Anyway, this part of the vetting process went really well; we were getting on great & seemed to share a lot of the same views & interests… things changed when I had to tell her about my syringomyelia though. For the first time ever I was trying to not make the condition sound as serious as it is, as I knew that it would affect my chances of getting the job. The director was very grateful for my honesty & assured me that, although it may be an issue, I was still in with a chance of getting the job.
Fast-forward to the Wednesday just gone & I had to go to a group interview; this involved all of the candidates (all three of us) getting together with two of the directors & the manager of the home, to have general discussions about things like our reasons for applying for the job, mental health in young people, the care system, etc. etc. etc.. The directors & manager also gave us more details about what the job role would involve, including the hours. Overall, I felt like the meeting went quite well – the director I hadn’t previously met seemed to like me & I felt I made some good points about mental health in young people & some great reasons for wanting the job.
At this point, the director I originally met hadn’t told the other director & the manager about my health issues; she had either forgotten to, or (& I hope this was the reason) she wanted them to meet me before she dropped the bad news. At the end of the session I had a quiet word with her & just mentioned that I was sure I was capable of what the job role entailed, apart from the hours. She said she would discuss this with the other two after we had left.
I felt incredibly positive when I got home as I felt like, after meeting the other two candidates, that I definitely still had a chance of getting the job. I then received a voicemail from the director I had originally met up with asking me to attend a formal interview the next day at 3pm!
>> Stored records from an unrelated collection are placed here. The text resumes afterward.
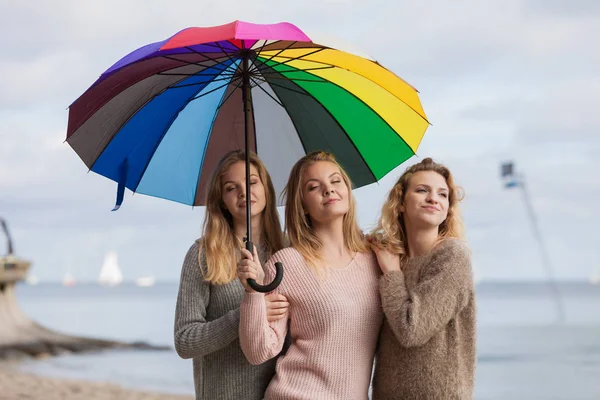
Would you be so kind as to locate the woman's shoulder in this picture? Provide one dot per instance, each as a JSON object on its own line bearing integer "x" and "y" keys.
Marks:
{"x": 194, "y": 255}
{"x": 453, "y": 251}
{"x": 453, "y": 245}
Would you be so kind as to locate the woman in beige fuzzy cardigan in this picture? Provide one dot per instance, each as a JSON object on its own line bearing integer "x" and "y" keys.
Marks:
{"x": 427, "y": 343}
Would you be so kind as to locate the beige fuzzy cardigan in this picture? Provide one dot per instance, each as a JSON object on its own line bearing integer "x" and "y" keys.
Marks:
{"x": 427, "y": 342}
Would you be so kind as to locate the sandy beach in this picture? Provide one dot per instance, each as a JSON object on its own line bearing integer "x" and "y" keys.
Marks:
{"x": 17, "y": 386}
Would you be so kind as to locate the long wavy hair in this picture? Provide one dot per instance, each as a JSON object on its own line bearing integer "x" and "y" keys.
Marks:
{"x": 390, "y": 231}
{"x": 299, "y": 229}
{"x": 219, "y": 246}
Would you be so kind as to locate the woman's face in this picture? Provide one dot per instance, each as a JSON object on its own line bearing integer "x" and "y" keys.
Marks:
{"x": 233, "y": 189}
{"x": 426, "y": 200}
{"x": 324, "y": 192}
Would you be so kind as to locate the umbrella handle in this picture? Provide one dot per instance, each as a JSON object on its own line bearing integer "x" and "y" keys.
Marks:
{"x": 271, "y": 286}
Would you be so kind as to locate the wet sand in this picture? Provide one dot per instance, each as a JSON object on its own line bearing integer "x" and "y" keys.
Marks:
{"x": 16, "y": 386}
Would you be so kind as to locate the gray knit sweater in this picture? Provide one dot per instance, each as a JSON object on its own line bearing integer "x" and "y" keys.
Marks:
{"x": 207, "y": 321}
{"x": 427, "y": 343}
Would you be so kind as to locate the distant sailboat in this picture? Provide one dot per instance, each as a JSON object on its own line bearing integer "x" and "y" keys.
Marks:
{"x": 145, "y": 281}
{"x": 69, "y": 280}
{"x": 595, "y": 278}
{"x": 110, "y": 274}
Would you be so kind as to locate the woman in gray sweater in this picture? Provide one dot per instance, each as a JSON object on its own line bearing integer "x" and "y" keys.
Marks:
{"x": 427, "y": 342}
{"x": 207, "y": 314}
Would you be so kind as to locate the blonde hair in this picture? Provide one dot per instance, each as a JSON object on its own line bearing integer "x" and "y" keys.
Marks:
{"x": 390, "y": 231}
{"x": 298, "y": 226}
{"x": 219, "y": 243}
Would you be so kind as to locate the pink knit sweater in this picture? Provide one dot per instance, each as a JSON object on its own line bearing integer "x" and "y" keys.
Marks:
{"x": 334, "y": 325}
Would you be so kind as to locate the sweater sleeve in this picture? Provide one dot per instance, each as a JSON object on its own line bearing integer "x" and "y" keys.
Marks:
{"x": 259, "y": 339}
{"x": 416, "y": 315}
{"x": 194, "y": 335}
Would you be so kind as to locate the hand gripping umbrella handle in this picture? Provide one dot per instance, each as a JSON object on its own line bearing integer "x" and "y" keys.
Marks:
{"x": 271, "y": 286}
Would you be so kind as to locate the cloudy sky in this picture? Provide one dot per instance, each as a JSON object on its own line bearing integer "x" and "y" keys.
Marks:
{"x": 499, "y": 79}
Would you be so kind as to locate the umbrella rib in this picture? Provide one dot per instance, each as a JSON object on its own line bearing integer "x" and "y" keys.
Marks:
{"x": 223, "y": 50}
{"x": 197, "y": 62}
{"x": 356, "y": 73}
{"x": 299, "y": 70}
{"x": 268, "y": 94}
{"x": 194, "y": 74}
{"x": 284, "y": 78}
{"x": 217, "y": 46}
{"x": 335, "y": 121}
{"x": 162, "y": 137}
{"x": 281, "y": 50}
{"x": 286, "y": 88}
{"x": 289, "y": 59}
{"x": 237, "y": 86}
{"x": 210, "y": 91}
{"x": 257, "y": 52}
{"x": 199, "y": 83}
{"x": 204, "y": 54}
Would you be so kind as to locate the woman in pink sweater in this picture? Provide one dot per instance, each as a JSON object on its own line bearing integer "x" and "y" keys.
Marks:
{"x": 331, "y": 283}
{"x": 427, "y": 343}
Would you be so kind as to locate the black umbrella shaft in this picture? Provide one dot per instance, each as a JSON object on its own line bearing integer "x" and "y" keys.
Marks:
{"x": 247, "y": 110}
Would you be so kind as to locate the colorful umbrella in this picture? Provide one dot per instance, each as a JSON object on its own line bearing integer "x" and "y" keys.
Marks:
{"x": 159, "y": 119}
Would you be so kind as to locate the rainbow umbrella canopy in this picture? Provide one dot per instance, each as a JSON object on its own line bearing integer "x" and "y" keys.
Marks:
{"x": 159, "y": 119}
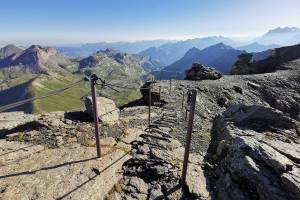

I was incredibly nervous, but also very proud of myself. But, she also asked for me to send over an email outlining my condition & what problems it could possibly cause. Oh, joy. Again, I was honest in the email but tried not to make syringomyelia sound as horrendous as it is – I told them I’m the healthiest I have been in 5 years & that I wouldn’t have applied for the job if I didn’t think myself capable.
I assumed I would have to discuss my medical conditions in more detail at the interview the next day… this didn’t end up being the case. The next morning, the day of my formal interview, I received an email telling me that they weren’t going to continue the interviewing process with me as they didn’t think I was physically capable of doing the job, as it’s very physically demanding. They probably Googled syringomyelia & got scared off. Sigh.
Initially I was incredibly upset about the email; there were definitely some tears. But I was also incredibly stressed about the whole situation & was concerned about if I was actually capable of doing the job, so a part of me felt relieved that it was over. Now, a few days later, I am definitely disappointed about it & I’m obviously hurt that something I can’t control stopped me from getting a job that I really wanted. I still need work though, so last night I was back on the internet job hunting; I’ve decided to only apply for jobs that aren’t very physically demanding, so that I can get a better idea of how much I’m able to do, before I apply for another job like the one in the children’s home. I still want to work in a supportive role though, so keep your fingers crossed for me!